这是一个人为设计的示例,会在找到值时中断,但是有人可以告诉我是否也取消了边界检查吗?
let innerExists (item: Char) (items: Char array): bool =
let mutable state = false
let mutable i = 0
while not state && i < items.Length do
state <- item = items.[i]
i <- i + 1
state
let exists (input: Char array)(illegalChars: Char array): bool =
let mutable state = false
let mutable i = 0
while not state && i < input.Length do
state <- innerExists input.[i] illegalChars
i <- i + 1
state
exists [|'A'..'z'|] [|'.';',';';'|]
这是相关的反汇编:
while not state && i < input.Length do
000007FE6EB4237A cmp dword ptr [rbp-14h],0
000007FE6EB4237E jne 000007FE6EB42383
000007FE6EB42380 nop
000007FE6EB42381 jmp 000007FE6EB42386
000007FE6EB42383 nop
000007FE6EB42384 jmp 000007FE6EB423A9
000007FE6EB42386 nop
000007FE6EB42387 mov r8d,dword ptr [rbp-18h]

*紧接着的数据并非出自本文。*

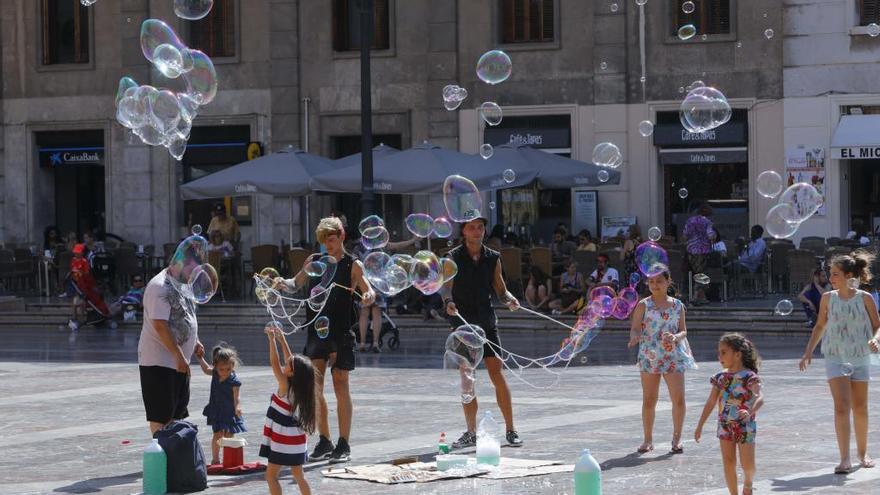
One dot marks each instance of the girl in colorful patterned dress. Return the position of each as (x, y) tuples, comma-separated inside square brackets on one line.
[(849, 328), (736, 391), (224, 407), (291, 414), (659, 329)]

000007FE6EB4238B mov rdx,qword ptr [rbp+18h]
000007FE6EB4238F cmp r8d,dword ptr [rdx+8]
000007FE6EB42393 setl r8b
000007FE6EB42397 movzx r8d,r8b
000007FE6EB4239B mov dword ptr [rbp-24h],r8d
000007FE6EB4239F mov r8d,dword ptr [rbp-24h]

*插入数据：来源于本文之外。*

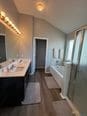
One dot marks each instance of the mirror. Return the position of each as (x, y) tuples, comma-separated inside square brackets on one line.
[(9, 44)]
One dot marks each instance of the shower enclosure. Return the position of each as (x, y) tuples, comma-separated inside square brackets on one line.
[(78, 79)]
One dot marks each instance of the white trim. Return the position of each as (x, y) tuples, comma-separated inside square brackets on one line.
[(34, 51), (74, 109)]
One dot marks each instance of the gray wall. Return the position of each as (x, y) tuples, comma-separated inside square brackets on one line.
[(56, 38), (30, 27)]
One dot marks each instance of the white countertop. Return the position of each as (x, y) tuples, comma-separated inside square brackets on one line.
[(20, 67)]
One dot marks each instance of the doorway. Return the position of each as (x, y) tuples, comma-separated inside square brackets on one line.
[(40, 54), (43, 44)]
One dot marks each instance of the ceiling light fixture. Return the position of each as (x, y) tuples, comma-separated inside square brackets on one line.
[(8, 23), (40, 6)]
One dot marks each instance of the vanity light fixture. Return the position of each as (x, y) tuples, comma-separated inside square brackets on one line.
[(8, 23), (40, 6)]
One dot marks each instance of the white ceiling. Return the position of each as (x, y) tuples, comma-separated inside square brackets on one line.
[(67, 15)]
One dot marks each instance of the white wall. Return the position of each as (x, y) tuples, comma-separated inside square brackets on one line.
[(56, 38)]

000007FE6EB423A3 mov dword ptr [rbp-1Ch],r8d
000007FE6EB423A7 jmp 000007FE6EB423B1
000007FE6EB423A9 nop
000007FE6EB423AA xor r8d,r8d
000007FE6EB423AD mov dword ptr [rbp-1Ch],r8d
000007FE6EB423B1 cmp dword ptr [rbp-1Ch],0
000007FE6EB423B5 je 000007FE6EB42409
state <- innerExists input.[i] illegalChars
000007FE6EB423B7 mov r8d,dword ptr [rbp-18h]
000007FE6EB423BB mov rdx,qword ptr [rbp+18h]

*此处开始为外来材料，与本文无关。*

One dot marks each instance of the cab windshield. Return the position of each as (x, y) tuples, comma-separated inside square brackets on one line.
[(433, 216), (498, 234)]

000007FE6EB423BF cmp r8,qword ptr [rdx+8]
000007FE6EB423C3 jb 000007FE6EB423CA
000007FE6EB423C5 call 000007FECD796850
000007FE6EB423CA lea rdx,[rdx+r8*2+10h]
000007FE6EB423CF movzx r8d,word ptr [rdx]
000007FE6EB423D3 mov rdx,qword ptr [rbp+10h]
000007FE6EB423D7 mov rdx,qword ptr [rdx+8]
000007FE6EB423DB mov r9,qword ptr [rbp+20h]
000007FE6EB423DF mov rcx,7FE6EEE0640h
000007FE6EB423E9 call 000007FE6EB41E40
000007FE6EB423EE mov dword ptr [rbp-20h],eax
000007FE6EB423F1 mov eax,dword ptr [rbp-20h]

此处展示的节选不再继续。